Michael Legge as George and Benjamin Dilloway as Lennie in Of Mice and Men

John Steinbeck’s magnificent novel gave a vivid picture of America during the Depression, when whole communities, particularly in the mid-West were disrupted by the economic crash and forced out onto the road searching for work wherever they could find it.

In his other social documentary, The Grapes of Wrath, Steinbeck focussed on a similar crisis of social impoverishment, where families fled the American dustbowls, migrating from Kansas, Oklahoma and Texas to California where they found ill-paid work as itinerant fruit pickers.

Here the focus is tighter, we are not on the road in this instance but settled temporarily in a farm where some of the men have held jobs for several years.

As George ( Michael Legge) and Lennie (Benjamin Dilloway) arrive out of nowhere with their bedding rolls under their arms anticipating a few dollars on pay night, they enter a world where dreams of a better life are the one thing that keeps several of the men alive.

Here there is very little in the way of excitement except a small-town brothel which charges a couple of bucks for a girl’s favours, and the boss’s young wife, (she has no name) an over-sexed tease frustrated with her husband Curley and looking for a quick lay on the side.

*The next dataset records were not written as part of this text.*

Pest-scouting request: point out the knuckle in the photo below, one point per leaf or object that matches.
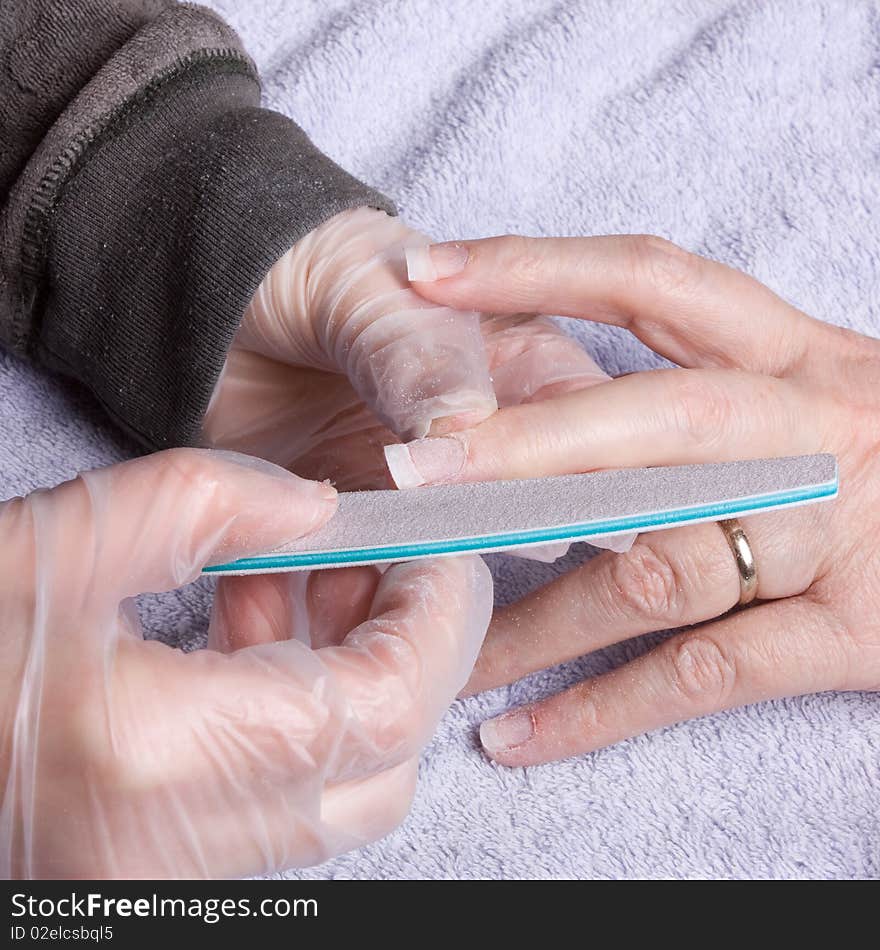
(648, 584)
(525, 265)
(664, 266)
(190, 471)
(705, 411)
(701, 671)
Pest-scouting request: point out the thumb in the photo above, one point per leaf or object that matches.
(419, 366)
(152, 524)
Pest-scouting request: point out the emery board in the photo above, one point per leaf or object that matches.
(372, 527)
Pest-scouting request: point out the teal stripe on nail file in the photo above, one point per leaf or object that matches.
(482, 517)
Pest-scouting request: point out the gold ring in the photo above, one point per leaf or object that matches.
(745, 559)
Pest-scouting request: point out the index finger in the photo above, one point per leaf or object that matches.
(691, 310)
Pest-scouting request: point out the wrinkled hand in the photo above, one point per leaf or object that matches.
(337, 357)
(125, 757)
(761, 379)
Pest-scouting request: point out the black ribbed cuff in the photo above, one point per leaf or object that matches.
(150, 243)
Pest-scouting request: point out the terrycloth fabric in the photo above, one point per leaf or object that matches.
(747, 131)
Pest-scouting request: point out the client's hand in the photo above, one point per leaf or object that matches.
(762, 379)
(125, 757)
(337, 356)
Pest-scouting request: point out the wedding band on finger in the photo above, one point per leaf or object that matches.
(745, 559)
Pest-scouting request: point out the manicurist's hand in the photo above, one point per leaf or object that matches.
(293, 737)
(337, 356)
(760, 378)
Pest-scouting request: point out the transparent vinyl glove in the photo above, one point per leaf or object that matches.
(338, 357)
(293, 737)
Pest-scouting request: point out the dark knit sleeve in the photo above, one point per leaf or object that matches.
(145, 194)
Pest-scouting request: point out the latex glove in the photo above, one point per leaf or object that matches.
(337, 357)
(125, 757)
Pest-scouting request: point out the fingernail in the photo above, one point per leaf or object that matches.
(507, 732)
(435, 261)
(425, 461)
(325, 490)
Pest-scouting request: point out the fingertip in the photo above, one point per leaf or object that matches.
(505, 737)
(429, 263)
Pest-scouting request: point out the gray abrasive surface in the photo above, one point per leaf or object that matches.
(449, 513)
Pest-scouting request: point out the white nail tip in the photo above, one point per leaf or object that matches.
(419, 265)
(400, 465)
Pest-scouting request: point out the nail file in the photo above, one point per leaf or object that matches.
(372, 527)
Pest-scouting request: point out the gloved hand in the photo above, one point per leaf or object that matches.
(337, 357)
(125, 757)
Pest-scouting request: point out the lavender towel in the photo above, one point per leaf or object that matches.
(747, 131)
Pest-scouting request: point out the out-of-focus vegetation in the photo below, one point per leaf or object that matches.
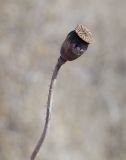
(88, 116)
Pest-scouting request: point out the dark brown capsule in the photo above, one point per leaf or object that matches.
(76, 43)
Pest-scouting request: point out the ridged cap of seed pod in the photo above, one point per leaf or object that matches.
(84, 33)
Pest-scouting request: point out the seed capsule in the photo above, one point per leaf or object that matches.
(76, 43)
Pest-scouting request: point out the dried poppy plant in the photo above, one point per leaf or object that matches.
(75, 44)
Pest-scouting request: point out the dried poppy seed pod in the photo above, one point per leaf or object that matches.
(76, 43)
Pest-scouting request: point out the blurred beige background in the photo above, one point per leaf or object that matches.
(88, 115)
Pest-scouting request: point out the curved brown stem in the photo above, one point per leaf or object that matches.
(49, 104)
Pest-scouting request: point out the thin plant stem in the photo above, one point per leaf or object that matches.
(48, 111)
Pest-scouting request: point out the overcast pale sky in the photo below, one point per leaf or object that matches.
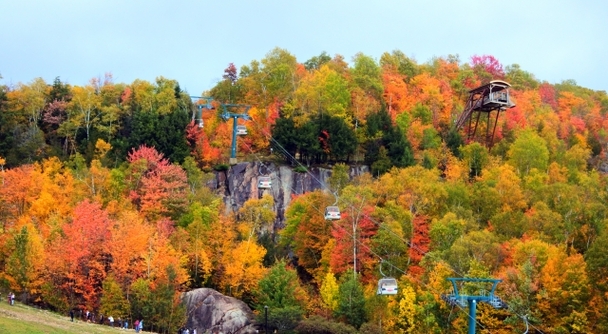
(194, 41)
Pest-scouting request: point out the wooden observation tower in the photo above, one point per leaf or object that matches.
(493, 96)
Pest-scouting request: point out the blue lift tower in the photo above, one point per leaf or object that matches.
(461, 300)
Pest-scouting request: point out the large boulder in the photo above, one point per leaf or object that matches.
(211, 312)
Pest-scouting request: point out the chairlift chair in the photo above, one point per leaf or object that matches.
(264, 182)
(241, 130)
(387, 286)
(332, 213)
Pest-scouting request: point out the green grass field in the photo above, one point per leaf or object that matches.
(21, 319)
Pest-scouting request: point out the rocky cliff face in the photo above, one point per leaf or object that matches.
(240, 183)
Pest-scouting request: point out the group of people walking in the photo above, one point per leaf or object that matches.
(138, 325)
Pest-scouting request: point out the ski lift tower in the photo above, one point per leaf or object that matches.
(201, 102)
(458, 299)
(493, 96)
(236, 129)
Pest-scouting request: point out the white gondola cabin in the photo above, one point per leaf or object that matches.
(241, 130)
(332, 213)
(264, 182)
(387, 286)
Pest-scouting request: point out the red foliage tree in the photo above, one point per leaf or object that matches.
(419, 244)
(158, 188)
(354, 230)
(547, 95)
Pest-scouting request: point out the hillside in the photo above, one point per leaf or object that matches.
(20, 319)
(118, 197)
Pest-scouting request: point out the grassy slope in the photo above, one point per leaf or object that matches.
(20, 319)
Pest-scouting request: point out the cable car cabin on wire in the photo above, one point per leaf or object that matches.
(241, 130)
(387, 286)
(264, 182)
(332, 213)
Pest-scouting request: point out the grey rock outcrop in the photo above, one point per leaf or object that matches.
(211, 312)
(239, 184)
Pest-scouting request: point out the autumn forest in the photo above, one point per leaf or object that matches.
(106, 204)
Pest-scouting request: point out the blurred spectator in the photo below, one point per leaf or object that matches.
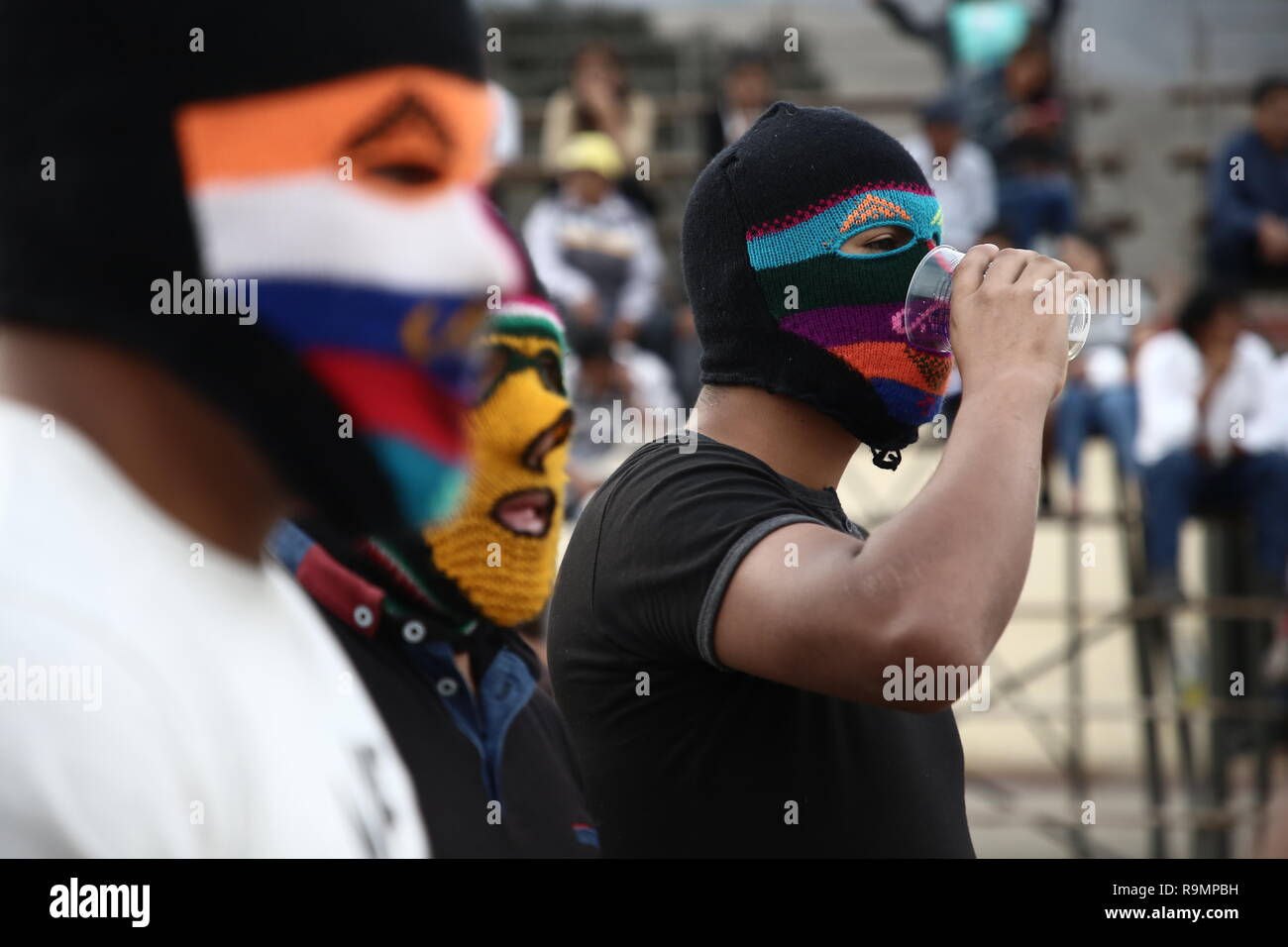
(1248, 192)
(1016, 114)
(597, 99)
(1279, 401)
(507, 131)
(973, 35)
(1207, 436)
(747, 90)
(964, 180)
(595, 252)
(1099, 397)
(606, 376)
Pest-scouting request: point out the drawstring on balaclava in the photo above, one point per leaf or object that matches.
(776, 300)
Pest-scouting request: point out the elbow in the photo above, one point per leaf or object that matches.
(930, 664)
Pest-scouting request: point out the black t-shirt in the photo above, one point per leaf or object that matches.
(501, 791)
(684, 757)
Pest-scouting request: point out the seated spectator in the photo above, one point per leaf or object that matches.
(604, 380)
(1207, 437)
(1018, 116)
(595, 252)
(747, 90)
(1248, 200)
(597, 98)
(962, 180)
(973, 35)
(1099, 397)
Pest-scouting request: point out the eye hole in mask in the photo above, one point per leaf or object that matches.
(877, 241)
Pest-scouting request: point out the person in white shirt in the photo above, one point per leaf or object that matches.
(1099, 397)
(960, 172)
(1209, 436)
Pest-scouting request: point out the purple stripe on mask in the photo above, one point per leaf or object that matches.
(842, 325)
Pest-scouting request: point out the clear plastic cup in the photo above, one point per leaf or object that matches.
(926, 309)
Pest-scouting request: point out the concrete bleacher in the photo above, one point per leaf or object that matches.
(1166, 85)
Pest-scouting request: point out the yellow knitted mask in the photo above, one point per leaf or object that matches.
(500, 548)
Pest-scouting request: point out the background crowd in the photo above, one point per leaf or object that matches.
(1188, 394)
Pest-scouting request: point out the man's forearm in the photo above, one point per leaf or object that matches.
(970, 530)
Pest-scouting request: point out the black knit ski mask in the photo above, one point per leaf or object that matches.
(776, 300)
(326, 155)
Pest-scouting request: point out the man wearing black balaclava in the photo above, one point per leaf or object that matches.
(722, 639)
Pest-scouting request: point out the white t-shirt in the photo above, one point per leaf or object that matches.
(155, 706)
(965, 187)
(1168, 381)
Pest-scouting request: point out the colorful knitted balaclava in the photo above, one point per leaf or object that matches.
(325, 159)
(497, 553)
(776, 300)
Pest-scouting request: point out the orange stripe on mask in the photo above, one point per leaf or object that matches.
(423, 127)
(898, 363)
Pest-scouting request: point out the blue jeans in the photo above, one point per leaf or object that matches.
(1181, 482)
(1083, 411)
(1034, 205)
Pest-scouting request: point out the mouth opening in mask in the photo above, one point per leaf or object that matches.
(526, 512)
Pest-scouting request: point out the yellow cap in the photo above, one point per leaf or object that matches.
(590, 151)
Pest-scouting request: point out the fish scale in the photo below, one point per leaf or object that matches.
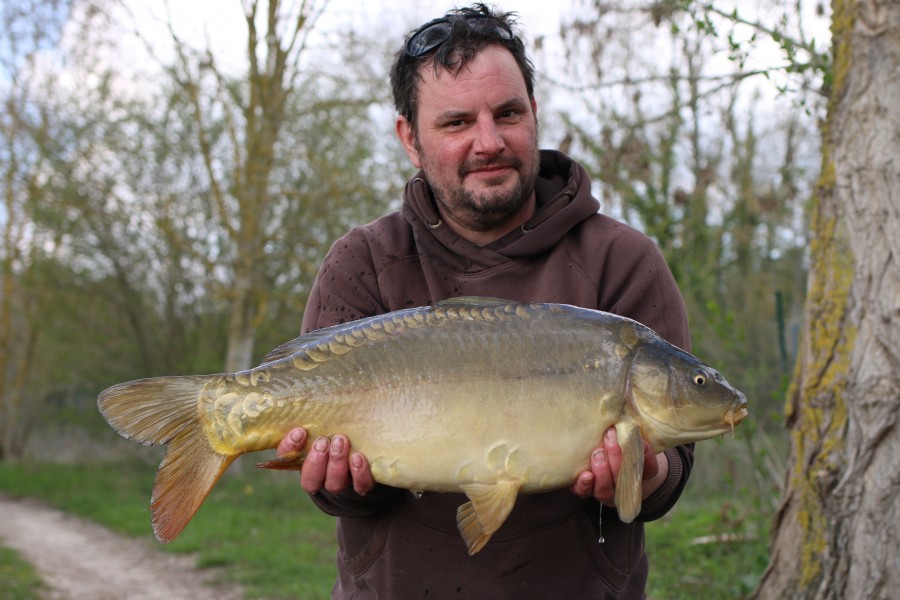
(482, 396)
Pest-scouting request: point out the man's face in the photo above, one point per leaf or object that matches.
(476, 141)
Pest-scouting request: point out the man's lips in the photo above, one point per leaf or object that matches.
(489, 170)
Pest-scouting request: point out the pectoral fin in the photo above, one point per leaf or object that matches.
(487, 509)
(629, 483)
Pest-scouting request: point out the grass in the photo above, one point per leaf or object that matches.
(706, 551)
(257, 527)
(18, 579)
(260, 530)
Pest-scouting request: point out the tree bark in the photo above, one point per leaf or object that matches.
(838, 526)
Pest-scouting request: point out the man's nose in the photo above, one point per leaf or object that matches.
(488, 139)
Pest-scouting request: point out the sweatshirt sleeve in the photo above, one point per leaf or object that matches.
(346, 289)
(646, 291)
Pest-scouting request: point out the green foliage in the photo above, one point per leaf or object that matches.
(714, 549)
(18, 578)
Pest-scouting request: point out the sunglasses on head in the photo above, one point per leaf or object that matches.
(436, 32)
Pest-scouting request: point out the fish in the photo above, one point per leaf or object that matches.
(483, 396)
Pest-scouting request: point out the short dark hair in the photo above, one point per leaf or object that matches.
(460, 47)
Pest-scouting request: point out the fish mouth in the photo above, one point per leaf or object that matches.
(734, 416)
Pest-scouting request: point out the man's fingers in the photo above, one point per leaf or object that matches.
(337, 472)
(604, 483)
(312, 477)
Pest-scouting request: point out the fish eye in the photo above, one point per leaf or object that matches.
(700, 377)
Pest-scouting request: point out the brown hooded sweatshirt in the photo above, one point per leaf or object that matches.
(395, 545)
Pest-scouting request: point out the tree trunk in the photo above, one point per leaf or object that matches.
(837, 530)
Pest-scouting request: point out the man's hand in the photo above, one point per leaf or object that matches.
(329, 465)
(600, 481)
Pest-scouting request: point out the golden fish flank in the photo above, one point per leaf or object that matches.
(480, 396)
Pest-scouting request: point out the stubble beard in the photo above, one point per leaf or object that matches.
(486, 210)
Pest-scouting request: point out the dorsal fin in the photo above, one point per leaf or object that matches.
(485, 301)
(288, 348)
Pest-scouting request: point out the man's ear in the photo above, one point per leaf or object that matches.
(408, 139)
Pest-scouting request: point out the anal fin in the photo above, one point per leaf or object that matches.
(292, 461)
(487, 509)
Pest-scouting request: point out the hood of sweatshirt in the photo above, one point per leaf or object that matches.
(564, 200)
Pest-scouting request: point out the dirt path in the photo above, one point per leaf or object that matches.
(78, 559)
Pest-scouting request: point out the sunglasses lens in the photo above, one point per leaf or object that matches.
(436, 33)
(429, 38)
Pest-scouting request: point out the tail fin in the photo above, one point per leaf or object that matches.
(163, 411)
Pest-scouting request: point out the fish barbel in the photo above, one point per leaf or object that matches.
(475, 395)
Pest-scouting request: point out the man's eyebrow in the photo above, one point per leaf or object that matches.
(454, 114)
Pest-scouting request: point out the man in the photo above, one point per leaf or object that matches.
(488, 215)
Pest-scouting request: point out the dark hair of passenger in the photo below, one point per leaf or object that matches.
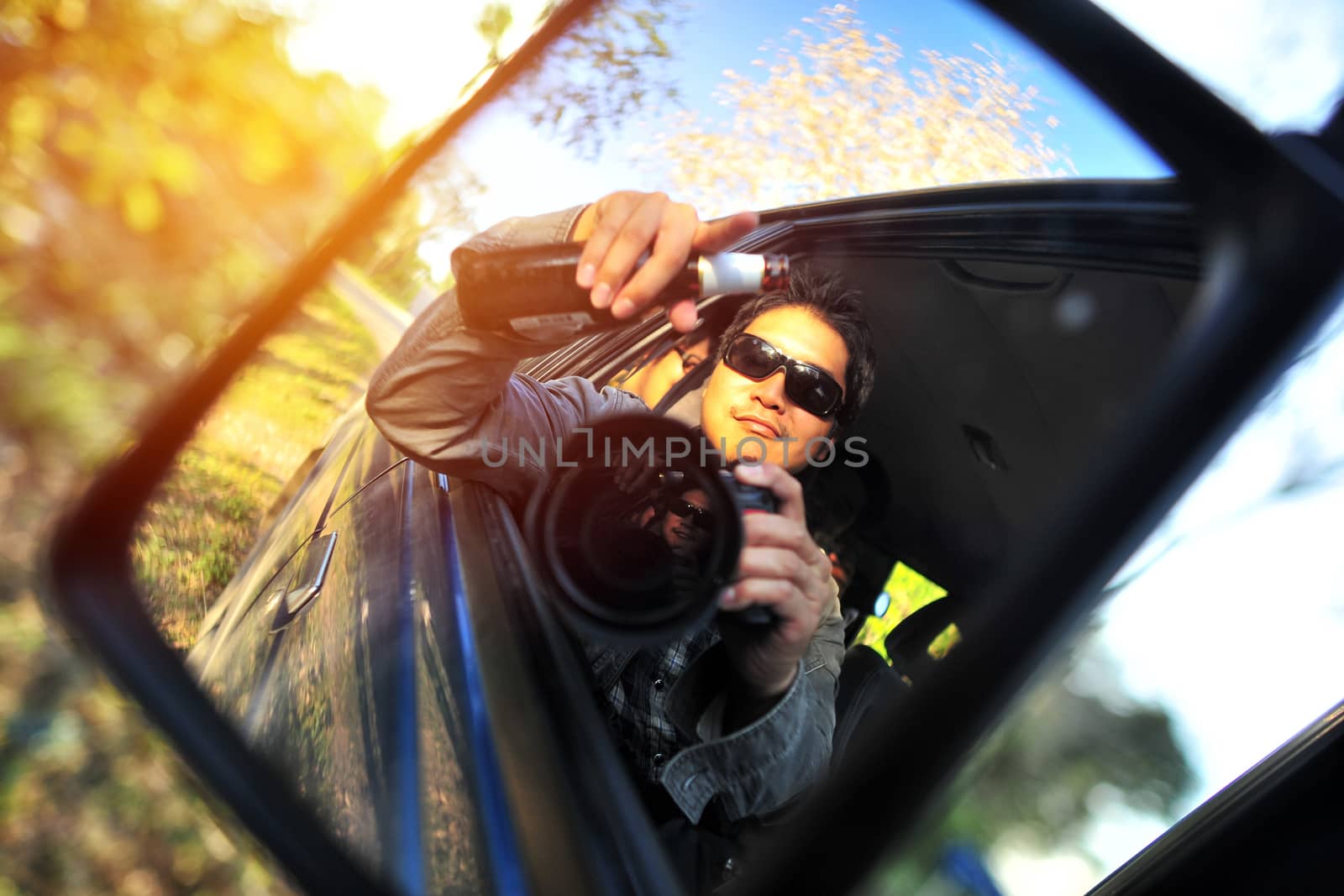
(826, 296)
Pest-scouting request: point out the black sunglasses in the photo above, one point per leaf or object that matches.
(806, 385)
(699, 516)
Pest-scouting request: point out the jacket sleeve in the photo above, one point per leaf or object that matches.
(448, 398)
(763, 768)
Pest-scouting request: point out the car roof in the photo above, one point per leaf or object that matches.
(1015, 325)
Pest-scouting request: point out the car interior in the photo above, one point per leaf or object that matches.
(1001, 371)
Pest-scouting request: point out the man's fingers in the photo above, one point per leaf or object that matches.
(609, 217)
(718, 234)
(622, 228)
(671, 250)
(781, 563)
(624, 250)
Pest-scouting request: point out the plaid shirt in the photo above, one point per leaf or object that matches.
(633, 685)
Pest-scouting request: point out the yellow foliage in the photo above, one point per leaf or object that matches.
(71, 15)
(175, 167)
(262, 154)
(837, 114)
(141, 207)
(30, 117)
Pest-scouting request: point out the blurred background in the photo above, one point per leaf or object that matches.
(161, 160)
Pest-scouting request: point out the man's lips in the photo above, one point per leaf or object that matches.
(756, 422)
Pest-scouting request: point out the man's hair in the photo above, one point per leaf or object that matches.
(823, 295)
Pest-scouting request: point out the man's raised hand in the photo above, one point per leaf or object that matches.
(620, 228)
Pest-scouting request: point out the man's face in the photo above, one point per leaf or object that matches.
(743, 414)
(680, 528)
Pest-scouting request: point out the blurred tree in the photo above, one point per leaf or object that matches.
(494, 22)
(837, 114)
(156, 161)
(605, 70)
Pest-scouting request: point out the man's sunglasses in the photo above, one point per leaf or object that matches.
(699, 516)
(810, 387)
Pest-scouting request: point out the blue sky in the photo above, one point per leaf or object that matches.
(1097, 141)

Benjamin Dilloway as Lennie and Lorna Nickson-Brown as Curley's Wife in Of Mice And Men

Yet a sense of frustration mounts, not always helped by Liz Ascroft’s curious set, which combines a kind of film studio skyscape with a Brechtian alienation trope, where the actors sit in the wings watching the action while also doubling up as the off-stage band. I would have thought that a play such as this screams out for total naturalism, but obviously I’m wrong.

Sometimes accents seem to go awry, and the steel girders which flank the platform stage can distract from the action, but in a strong cast there are some splendid performances under Roxana Silbert’s direction, which manage to grip you in a way only good theatre can.

Therefore praise must be given immediately to Norman Bowman’s Slim, a seasoned farm hand with a heart of gold, a solid rock in a community of men where moral distinctions seem on the slide. In every way Mr Bowman is fine.